With that in mind, I've compiled a list – in order from the best fit and value to the least – of five defensive tackles who could be on the Falcons' radar at this point in the offseason.


Quinnen Williams, DT, Alabama

Why he fits: At this point in the draft process, Quinnen Williams is the top interior defensive lineman on a lot of people's big boards. It's unlikely he slips all the way to No. 14, but crazier things have happened. Of course, if the Falcons really like him, they could try to move up and grab him.
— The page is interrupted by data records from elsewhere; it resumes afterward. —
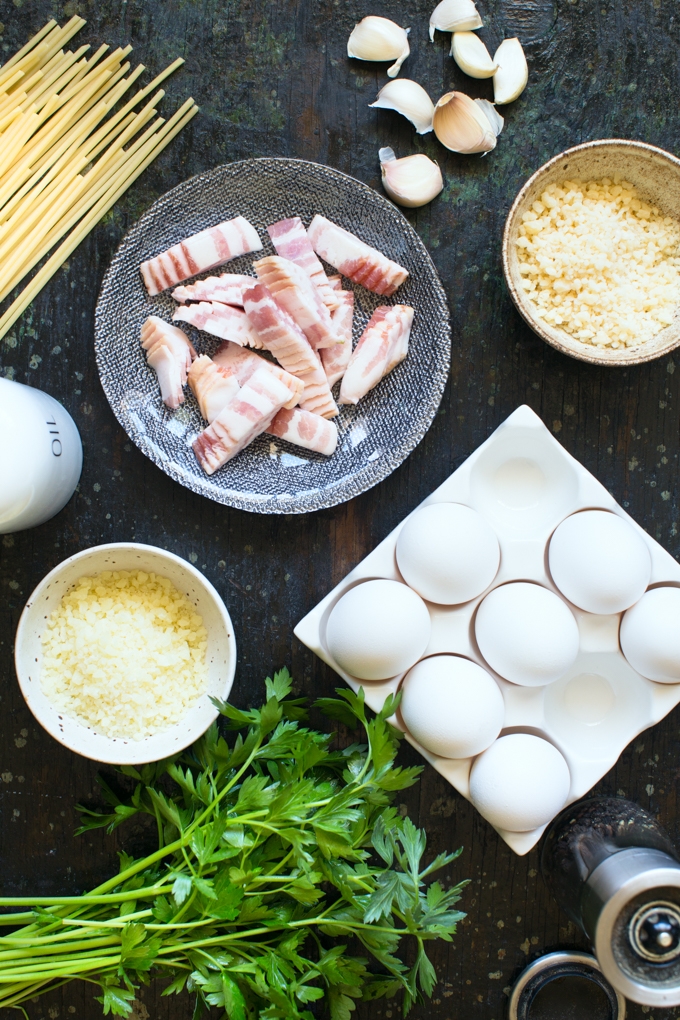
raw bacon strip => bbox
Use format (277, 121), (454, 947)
(298, 354), (339, 418)
(253, 255), (337, 350)
(267, 216), (337, 311)
(172, 301), (262, 347)
(244, 284), (319, 375)
(319, 293), (354, 387)
(193, 368), (291, 474)
(140, 216), (262, 297)
(141, 315), (196, 410)
(307, 216), (409, 296)
(339, 305), (413, 404)
(172, 272), (255, 308)
(212, 340), (305, 408)
(265, 407), (337, 457)
(188, 354), (241, 422)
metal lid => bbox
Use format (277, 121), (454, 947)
(508, 951), (626, 1020)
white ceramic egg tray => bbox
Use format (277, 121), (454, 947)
(295, 406), (680, 855)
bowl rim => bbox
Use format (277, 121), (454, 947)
(13, 542), (237, 765)
(502, 138), (680, 368)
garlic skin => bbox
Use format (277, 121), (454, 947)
(432, 92), (496, 155)
(378, 147), (443, 209)
(347, 14), (411, 78)
(451, 32), (499, 78)
(493, 39), (529, 103)
(475, 99), (506, 138)
(430, 0), (481, 43)
(369, 78), (434, 135)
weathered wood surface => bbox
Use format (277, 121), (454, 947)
(0, 0), (680, 1020)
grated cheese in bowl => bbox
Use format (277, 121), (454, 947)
(515, 174), (680, 350)
(41, 570), (208, 741)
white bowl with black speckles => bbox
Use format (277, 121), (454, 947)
(14, 542), (237, 765)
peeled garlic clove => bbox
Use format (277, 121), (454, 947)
(432, 92), (495, 154)
(475, 99), (506, 138)
(347, 15), (411, 78)
(430, 0), (481, 42)
(493, 39), (529, 103)
(369, 78), (434, 135)
(451, 32), (499, 78)
(378, 148), (443, 209)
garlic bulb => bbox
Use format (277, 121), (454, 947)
(430, 0), (481, 42)
(493, 39), (529, 103)
(451, 32), (499, 78)
(347, 15), (411, 78)
(378, 148), (443, 209)
(475, 99), (505, 138)
(432, 92), (495, 154)
(370, 78), (434, 135)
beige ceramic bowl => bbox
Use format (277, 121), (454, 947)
(14, 542), (237, 765)
(503, 139), (680, 365)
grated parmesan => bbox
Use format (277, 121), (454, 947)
(42, 570), (208, 741)
(516, 174), (680, 349)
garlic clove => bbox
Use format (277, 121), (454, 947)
(369, 78), (434, 135)
(451, 32), (499, 78)
(378, 147), (443, 209)
(475, 99), (505, 138)
(430, 0), (481, 42)
(347, 15), (411, 78)
(432, 92), (496, 155)
(493, 39), (529, 103)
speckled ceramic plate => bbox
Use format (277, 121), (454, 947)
(95, 159), (451, 513)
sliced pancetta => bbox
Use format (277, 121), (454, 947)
(339, 305), (413, 404)
(193, 368), (291, 474)
(172, 301), (262, 347)
(141, 315), (196, 409)
(267, 222), (337, 311)
(319, 291), (354, 388)
(172, 272), (256, 308)
(140, 216), (262, 297)
(307, 216), (409, 296)
(212, 340), (305, 408)
(188, 354), (241, 422)
(265, 407), (337, 457)
(253, 255), (336, 350)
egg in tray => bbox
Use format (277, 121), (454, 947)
(295, 406), (680, 854)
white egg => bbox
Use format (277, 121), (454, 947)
(401, 655), (505, 758)
(475, 581), (578, 687)
(470, 733), (571, 832)
(621, 588), (680, 683)
(326, 580), (430, 680)
(397, 503), (501, 606)
(548, 510), (651, 615)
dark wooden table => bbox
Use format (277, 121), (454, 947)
(0, 0), (680, 1020)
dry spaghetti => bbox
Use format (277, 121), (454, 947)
(0, 16), (198, 339)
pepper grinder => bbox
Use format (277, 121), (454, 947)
(541, 797), (680, 1008)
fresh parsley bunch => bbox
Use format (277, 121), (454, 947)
(0, 669), (466, 1020)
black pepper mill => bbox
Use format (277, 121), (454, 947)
(541, 797), (680, 1007)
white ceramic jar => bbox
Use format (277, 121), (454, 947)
(0, 378), (83, 534)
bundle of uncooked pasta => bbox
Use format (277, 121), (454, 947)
(0, 16), (198, 338)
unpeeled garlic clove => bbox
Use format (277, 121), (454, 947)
(430, 0), (481, 42)
(432, 92), (495, 155)
(369, 78), (434, 135)
(451, 32), (499, 78)
(475, 99), (506, 138)
(347, 14), (411, 78)
(378, 147), (443, 209)
(493, 39), (529, 103)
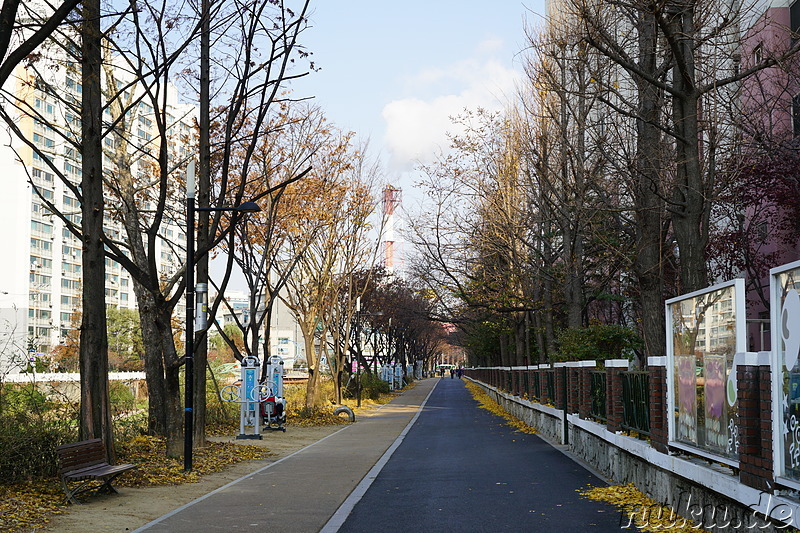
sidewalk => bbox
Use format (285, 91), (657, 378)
(136, 378), (439, 533)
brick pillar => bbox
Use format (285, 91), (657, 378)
(606, 359), (628, 432)
(736, 352), (774, 490)
(578, 361), (597, 419)
(647, 356), (669, 453)
(553, 363), (567, 409)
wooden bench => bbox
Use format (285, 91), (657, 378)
(56, 439), (137, 504)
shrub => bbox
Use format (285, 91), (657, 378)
(0, 384), (78, 483)
(553, 324), (643, 361)
(346, 372), (389, 400)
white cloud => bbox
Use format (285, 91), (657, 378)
(382, 40), (520, 171)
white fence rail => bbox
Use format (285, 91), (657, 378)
(0, 372), (145, 383)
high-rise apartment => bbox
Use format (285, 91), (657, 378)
(0, 52), (195, 372)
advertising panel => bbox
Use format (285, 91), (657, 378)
(770, 262), (800, 489)
(666, 280), (745, 463)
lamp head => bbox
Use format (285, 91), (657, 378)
(236, 201), (261, 213)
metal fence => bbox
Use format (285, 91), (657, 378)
(589, 370), (608, 422)
(622, 372), (650, 436)
(544, 370), (556, 403)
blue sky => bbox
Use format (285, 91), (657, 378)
(294, 0), (544, 196)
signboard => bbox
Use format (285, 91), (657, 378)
(666, 279), (745, 464)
And there's a lot to like about Williams: He's got an exceptional motor, great athleticism and burst, and he uses his hands very well.

Also, he did this:

The 6-foot-3, 295-pound Williams has also proven to be stout against double teams and can hold the point of attack, allowing second-level defenders to make plays. In his two seasons at Alabama, Williams recorded 91 tackles, 26 tackles for a loss and 10 sacks. Williams is a very well-rounded player coming out of college, and he would be an asset for both the Falcons' pass rush and run defense.


Ed Oliver, DT, Houston

Why he fits: Ed Oliver is probably the player most linked to the Falcons in current mock draft, and it's easy to see why. Although, considered undersized by some, Oliver is lightning-quick off the ball and lived in opposing backfields during his college career. The 6-foot-3, 290-pound defensive tackle has uncommon mobility for an interior defensive lineman, and he simply does not give up on plays.

Although he largely played nose tackle in college, Oliver would excel in the Falcons' aggressive one-gap scheme that utilizes a variety of twists and stunts. At this point, Oliver would be a greater asset rushing the passer than stopping the run, but Falcons coach Dan Quinn wants players who can get to the quarterback. With 13.5 sacks and 53 tackles for a loss in college, Oliver has proven difficult for offenses to keep out of the backfield.
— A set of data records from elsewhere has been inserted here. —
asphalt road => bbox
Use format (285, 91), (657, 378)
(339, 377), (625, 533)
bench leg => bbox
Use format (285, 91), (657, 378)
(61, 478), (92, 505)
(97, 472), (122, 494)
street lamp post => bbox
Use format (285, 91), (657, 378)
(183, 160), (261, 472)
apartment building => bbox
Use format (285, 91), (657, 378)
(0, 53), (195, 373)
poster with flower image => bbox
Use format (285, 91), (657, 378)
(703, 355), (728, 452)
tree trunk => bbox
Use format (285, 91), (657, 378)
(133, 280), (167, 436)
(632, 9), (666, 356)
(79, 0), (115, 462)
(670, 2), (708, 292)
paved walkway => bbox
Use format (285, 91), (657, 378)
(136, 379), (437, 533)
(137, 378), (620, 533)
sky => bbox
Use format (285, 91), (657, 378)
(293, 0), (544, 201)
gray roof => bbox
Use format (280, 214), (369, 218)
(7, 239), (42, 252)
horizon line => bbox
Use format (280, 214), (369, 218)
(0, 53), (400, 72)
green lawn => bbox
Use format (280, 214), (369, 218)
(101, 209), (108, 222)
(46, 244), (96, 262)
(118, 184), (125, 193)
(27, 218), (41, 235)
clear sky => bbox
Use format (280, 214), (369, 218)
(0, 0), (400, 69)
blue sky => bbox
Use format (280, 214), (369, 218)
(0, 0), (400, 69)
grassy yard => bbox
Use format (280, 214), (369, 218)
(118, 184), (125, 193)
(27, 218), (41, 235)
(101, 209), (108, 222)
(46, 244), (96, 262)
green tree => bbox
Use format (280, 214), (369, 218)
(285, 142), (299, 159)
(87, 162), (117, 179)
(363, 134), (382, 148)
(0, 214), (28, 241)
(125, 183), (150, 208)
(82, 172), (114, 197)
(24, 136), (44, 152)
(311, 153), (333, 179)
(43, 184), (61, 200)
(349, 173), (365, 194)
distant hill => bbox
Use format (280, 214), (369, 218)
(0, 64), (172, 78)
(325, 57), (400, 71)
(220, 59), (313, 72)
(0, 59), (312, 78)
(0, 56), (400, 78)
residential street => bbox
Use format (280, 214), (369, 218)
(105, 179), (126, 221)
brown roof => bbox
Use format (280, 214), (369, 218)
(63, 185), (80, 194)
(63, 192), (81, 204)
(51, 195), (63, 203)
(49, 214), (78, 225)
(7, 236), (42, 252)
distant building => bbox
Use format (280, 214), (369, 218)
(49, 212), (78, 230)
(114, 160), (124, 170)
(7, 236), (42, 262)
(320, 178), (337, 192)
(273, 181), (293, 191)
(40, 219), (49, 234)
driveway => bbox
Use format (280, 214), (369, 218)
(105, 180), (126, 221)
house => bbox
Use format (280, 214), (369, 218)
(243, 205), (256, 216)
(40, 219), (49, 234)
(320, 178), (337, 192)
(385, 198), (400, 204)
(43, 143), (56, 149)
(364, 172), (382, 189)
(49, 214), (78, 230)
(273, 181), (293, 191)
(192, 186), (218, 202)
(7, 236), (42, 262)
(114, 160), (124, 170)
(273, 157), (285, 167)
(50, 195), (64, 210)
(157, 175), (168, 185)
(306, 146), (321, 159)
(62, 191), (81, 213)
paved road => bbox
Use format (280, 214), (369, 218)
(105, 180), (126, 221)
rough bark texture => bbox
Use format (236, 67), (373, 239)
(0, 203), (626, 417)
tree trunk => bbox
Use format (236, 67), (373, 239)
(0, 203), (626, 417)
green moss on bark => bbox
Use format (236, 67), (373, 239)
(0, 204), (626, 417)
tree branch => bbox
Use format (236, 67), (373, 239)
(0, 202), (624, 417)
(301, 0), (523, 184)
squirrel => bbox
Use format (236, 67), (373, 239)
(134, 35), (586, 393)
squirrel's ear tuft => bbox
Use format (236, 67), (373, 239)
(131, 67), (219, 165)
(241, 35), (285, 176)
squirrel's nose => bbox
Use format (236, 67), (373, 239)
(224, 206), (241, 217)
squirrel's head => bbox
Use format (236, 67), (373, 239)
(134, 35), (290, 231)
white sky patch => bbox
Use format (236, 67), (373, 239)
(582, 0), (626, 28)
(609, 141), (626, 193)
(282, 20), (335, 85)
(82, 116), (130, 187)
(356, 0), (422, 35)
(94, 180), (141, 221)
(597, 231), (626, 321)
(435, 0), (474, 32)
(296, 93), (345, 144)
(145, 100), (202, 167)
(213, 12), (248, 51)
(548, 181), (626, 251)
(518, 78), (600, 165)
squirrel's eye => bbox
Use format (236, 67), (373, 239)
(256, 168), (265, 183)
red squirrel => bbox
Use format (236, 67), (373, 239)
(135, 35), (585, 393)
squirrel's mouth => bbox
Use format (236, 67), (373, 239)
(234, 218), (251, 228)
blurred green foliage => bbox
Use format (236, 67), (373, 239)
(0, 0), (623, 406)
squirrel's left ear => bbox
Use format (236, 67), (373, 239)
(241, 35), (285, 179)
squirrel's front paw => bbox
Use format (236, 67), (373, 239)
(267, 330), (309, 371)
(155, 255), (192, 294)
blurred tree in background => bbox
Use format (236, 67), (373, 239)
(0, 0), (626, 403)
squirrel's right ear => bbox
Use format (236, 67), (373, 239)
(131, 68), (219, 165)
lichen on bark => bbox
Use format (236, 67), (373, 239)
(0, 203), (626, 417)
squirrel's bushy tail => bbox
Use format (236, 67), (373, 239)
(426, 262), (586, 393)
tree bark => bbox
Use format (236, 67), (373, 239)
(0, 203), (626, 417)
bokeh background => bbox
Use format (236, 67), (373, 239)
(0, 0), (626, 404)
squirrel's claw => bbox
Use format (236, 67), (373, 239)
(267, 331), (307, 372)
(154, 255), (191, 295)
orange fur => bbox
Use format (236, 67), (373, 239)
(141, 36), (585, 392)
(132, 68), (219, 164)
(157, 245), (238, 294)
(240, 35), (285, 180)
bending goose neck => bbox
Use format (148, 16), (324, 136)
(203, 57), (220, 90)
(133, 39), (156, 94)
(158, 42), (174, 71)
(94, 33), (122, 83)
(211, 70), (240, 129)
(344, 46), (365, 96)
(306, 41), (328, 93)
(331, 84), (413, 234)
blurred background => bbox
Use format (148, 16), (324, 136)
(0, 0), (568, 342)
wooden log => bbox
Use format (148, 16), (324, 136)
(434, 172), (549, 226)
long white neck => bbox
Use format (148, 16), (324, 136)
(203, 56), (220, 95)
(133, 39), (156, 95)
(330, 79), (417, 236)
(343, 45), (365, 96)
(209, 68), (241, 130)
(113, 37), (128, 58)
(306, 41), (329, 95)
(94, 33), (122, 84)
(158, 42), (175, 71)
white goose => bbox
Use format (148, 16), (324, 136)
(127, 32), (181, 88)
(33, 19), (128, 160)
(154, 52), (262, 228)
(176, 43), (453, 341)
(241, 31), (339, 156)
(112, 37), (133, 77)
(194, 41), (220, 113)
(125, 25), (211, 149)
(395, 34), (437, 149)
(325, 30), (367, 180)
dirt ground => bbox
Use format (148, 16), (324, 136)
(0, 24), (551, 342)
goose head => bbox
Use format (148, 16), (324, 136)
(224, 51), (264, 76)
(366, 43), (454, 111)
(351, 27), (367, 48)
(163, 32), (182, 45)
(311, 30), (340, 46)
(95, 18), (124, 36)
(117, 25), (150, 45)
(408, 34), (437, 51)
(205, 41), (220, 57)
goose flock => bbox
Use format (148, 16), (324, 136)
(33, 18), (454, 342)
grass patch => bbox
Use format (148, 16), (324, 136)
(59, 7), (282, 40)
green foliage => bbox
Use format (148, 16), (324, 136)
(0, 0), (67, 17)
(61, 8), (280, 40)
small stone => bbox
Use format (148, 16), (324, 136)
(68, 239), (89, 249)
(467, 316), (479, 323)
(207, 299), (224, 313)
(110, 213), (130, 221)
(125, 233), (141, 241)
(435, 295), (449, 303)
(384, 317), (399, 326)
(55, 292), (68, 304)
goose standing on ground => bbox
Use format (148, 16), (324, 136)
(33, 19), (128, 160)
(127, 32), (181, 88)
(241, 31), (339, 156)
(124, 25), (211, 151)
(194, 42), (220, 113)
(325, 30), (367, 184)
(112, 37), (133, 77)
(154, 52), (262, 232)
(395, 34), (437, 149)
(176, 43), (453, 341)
Jeffery Simmons, DT, Mississippi State

Why he fits: An off-field incident in 2016 could hurt Jeffery Simmons' chances of landing in Atlanta, but if the Falcons do decide to select the Mississippi State product, he's got a lot to offer on the field. Simmons is a long and disruptive player who is versatile and could become a three-down defender with more refinement.

At 6-foot-4 and 301 pounds, Simmons can explode out of his stance in the blink of an eye. Simmons could stand to clean up his tackling in the NFL, but he's proven to be a player who can create plenty of tackle opportunities for himself. In his three college seasons Simmons recorded 163 tackles, 33 tackles for a loss and seven sacks. Unfortunately, Simmons tore his ACL while preparing for the combine, which may affect his draft stock. When healthy, however, Simmons is a handful.
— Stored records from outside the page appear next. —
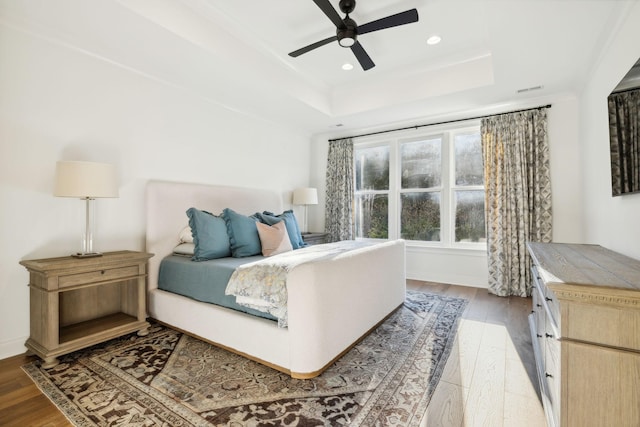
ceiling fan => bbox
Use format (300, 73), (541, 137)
(289, 0), (418, 71)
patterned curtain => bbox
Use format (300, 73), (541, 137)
(608, 89), (640, 196)
(325, 139), (355, 242)
(480, 109), (551, 297)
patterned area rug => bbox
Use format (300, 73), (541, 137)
(23, 291), (466, 427)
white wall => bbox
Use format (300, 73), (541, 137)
(0, 20), (309, 358)
(580, 3), (640, 259)
(309, 96), (582, 288)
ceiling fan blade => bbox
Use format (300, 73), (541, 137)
(358, 9), (418, 34)
(313, 0), (344, 28)
(351, 41), (376, 71)
(289, 36), (338, 58)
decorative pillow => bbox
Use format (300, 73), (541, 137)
(178, 225), (193, 243)
(256, 221), (293, 256)
(222, 208), (262, 258)
(256, 210), (308, 249)
(173, 243), (196, 256)
(187, 208), (231, 261)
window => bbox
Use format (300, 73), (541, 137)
(354, 125), (486, 247)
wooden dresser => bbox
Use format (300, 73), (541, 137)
(528, 243), (640, 427)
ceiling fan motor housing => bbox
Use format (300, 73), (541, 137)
(338, 0), (356, 15)
(336, 17), (358, 47)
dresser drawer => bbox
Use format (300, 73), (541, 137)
(531, 266), (560, 338)
(58, 265), (139, 288)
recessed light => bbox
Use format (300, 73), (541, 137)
(427, 35), (442, 45)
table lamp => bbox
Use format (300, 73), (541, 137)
(53, 161), (118, 258)
(293, 188), (318, 234)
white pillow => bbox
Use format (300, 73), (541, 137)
(256, 221), (293, 256)
(178, 225), (193, 243)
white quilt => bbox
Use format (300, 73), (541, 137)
(225, 240), (375, 328)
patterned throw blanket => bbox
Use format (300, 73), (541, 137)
(225, 240), (375, 328)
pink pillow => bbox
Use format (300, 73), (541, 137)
(256, 221), (293, 256)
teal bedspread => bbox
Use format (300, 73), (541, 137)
(158, 255), (276, 320)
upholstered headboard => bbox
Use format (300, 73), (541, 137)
(146, 181), (283, 289)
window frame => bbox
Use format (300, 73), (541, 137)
(353, 120), (487, 250)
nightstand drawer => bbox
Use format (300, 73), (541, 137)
(58, 265), (139, 288)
Christian Wilkins, DT, Clemson

Why he fits: Christian Wilkins may not be as quick off the snap as the previous players on this list, but he's a technical player and a strong competitor. Wilkins already has a number of pass-rush moves at his disposal that should help him become a contributor for an NFL team sooner rather than later. He was a versatile lineman in college and could play multiple spots at the next level.

During his career at Clemson, the 6-foot-3, 312-pound Wilkins registered 192 tackles, 40.5 tackles for a loss, 16 sacks and 15 pass defenses. Wilkins' excellence in the classroom and impact in the community were praised while he was in college. While he may not be at the level of some of the top pass-rushing defensive tackles in this class, Wilkins was plenty productive in that area at Clemson and brings a lot of tools to the table.


Dre'Mont Jones, DT, Ohio State

Why he fits: Quinn is looking for athletic players who can rush the quarterback? Well, how about this opening sentence from draft analyst Lance Zierlein:

"Jones is an extremely athletic one-gapping three-technique with the ability to play a disruptive brand of football on all three downs."

Jones may not be a name a ton of Falcons fans are familiar with, but he could be a player still on the board in the second round if Atlanta opts to go in another direction with the No. 14 pick. There are many positive things to say about Jones as a run defender, but he truly possesses special first-step quickness and offers a lot of upside as a pass rusher. In his final season at Ohio State, the 6-foot-3, 283-pound defensive tackle recorded 43 tackles, 13 tackles for a loss, 8.5 sacks and two touchdowns.